Photo uploads for challenges
Some challenge activities require photo submission. This requires access to a camera or photo library and may pose a barrier for some participants. Organizers can choose which activities require photos and may wish to offer alternatives.
Admin portal
This statement covers the visitor-facing map experience only. Accessibility improvements to the Proxi admin portal are ongoing and will be documented separately.
What We're Working On
Accessibility is an ongoing commitment. Here is where we are actively investing:
Expanding keyboard navigation for individual map markers on the map canvas
Evaluating automated accessibility testing as part of our development and release process
Continuing to audit map experience flows as we add new features
Feedback and Accommodation Requests
If a visitor to your map encounters a barrier, we want to hear about it.

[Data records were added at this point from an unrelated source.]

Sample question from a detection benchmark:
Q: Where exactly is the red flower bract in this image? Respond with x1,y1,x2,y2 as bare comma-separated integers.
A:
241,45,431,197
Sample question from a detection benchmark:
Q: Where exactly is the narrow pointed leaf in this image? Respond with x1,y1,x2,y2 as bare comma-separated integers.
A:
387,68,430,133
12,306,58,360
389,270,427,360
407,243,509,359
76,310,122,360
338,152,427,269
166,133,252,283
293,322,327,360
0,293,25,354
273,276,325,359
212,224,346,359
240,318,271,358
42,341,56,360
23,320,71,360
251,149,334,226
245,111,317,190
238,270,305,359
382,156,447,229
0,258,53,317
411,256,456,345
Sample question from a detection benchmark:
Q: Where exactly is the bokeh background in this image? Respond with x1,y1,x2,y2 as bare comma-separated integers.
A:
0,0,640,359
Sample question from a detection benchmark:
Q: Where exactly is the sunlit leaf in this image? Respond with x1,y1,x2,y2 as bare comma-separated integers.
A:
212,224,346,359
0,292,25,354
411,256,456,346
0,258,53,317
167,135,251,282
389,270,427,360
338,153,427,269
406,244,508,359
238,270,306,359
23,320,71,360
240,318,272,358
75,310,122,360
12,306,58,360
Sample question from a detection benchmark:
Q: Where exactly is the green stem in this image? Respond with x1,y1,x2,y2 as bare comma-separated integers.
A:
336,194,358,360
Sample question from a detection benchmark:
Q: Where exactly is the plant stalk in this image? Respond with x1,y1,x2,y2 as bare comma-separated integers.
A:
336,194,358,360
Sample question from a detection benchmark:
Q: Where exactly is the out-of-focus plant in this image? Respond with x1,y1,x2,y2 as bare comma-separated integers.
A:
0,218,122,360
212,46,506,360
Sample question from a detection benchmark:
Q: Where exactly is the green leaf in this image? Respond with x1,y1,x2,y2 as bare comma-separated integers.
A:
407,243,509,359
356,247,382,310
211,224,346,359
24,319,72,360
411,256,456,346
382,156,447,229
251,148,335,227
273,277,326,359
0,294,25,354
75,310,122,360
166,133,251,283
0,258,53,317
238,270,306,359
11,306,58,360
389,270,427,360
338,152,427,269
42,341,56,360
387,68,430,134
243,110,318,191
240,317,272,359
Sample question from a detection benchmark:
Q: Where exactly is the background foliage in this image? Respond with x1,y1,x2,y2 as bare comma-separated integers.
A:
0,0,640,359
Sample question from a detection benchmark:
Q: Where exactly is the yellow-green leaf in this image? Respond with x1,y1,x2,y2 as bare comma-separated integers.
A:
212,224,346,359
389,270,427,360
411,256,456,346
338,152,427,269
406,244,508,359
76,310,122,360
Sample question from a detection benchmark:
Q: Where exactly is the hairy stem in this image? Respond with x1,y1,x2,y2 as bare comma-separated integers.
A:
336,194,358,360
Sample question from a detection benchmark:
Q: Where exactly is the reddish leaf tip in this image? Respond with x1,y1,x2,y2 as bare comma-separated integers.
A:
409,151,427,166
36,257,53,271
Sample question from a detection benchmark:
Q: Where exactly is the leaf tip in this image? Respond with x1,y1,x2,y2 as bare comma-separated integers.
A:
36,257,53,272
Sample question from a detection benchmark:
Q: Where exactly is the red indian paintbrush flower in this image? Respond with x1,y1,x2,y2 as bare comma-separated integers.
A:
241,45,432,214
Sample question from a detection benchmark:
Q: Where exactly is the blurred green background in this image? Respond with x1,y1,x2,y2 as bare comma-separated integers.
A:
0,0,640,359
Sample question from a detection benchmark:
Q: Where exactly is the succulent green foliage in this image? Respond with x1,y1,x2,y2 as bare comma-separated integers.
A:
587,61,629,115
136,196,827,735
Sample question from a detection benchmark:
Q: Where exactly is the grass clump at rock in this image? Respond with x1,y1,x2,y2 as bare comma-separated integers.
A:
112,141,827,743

Contact Proxi support through the chat widget in your Proxi dashboard, or reach out to your account contact directly.
Organizers who need to support specific accessibility accommodations for their district, event, or destination are encouraged to reach out — we can help you understand your options and plan accordingly.
Technical Reference
Standard | Target Level |
WCAG | 2.1 Level AA |
Keyboard operability | WCAG 2.1 Success Criteria 2.1.1, 2.1.2 |
Focus visible | WCAG 2.1 Success Criterion 2.4.7 |
Name, Role, Value (ARIA) | WCAG 2.1 Success Criterion 4.1.2 |
Status messages | WCAG 2.1 Success Criterion 4.1.3 |
Contrast (minimum) | WCAG 2.1 Success Criterion 1.4.3 |
Language of page | WCAG 2.1 Success Criterion 3.1.1 |
Images of text | WCAG 2.1 Success Criterion 1.4.5 |
Non-text contrast (icons, focus) | WCAG 2.1 Success Criterion 1.4.11 |
Use of color | WCAG 2.1 Success Criterion 1.4.1 |
Resize text | WCAG 2.1 Success Criterion 1.4.4 |
Last updated: March 2026. This statement will be reviewed and updated as the map experience evolves.
A note on using this document with city officials or legal reviewers: This statement is intended to describe Proxi's current implementation honestly. It is not a legal certification. Organizations with specific ADA compliance requirements should consult with an accessibility specialist to assess their full program — including any communications, printed materials, in-person signage, and event logistics that fall outside the Proxi platform.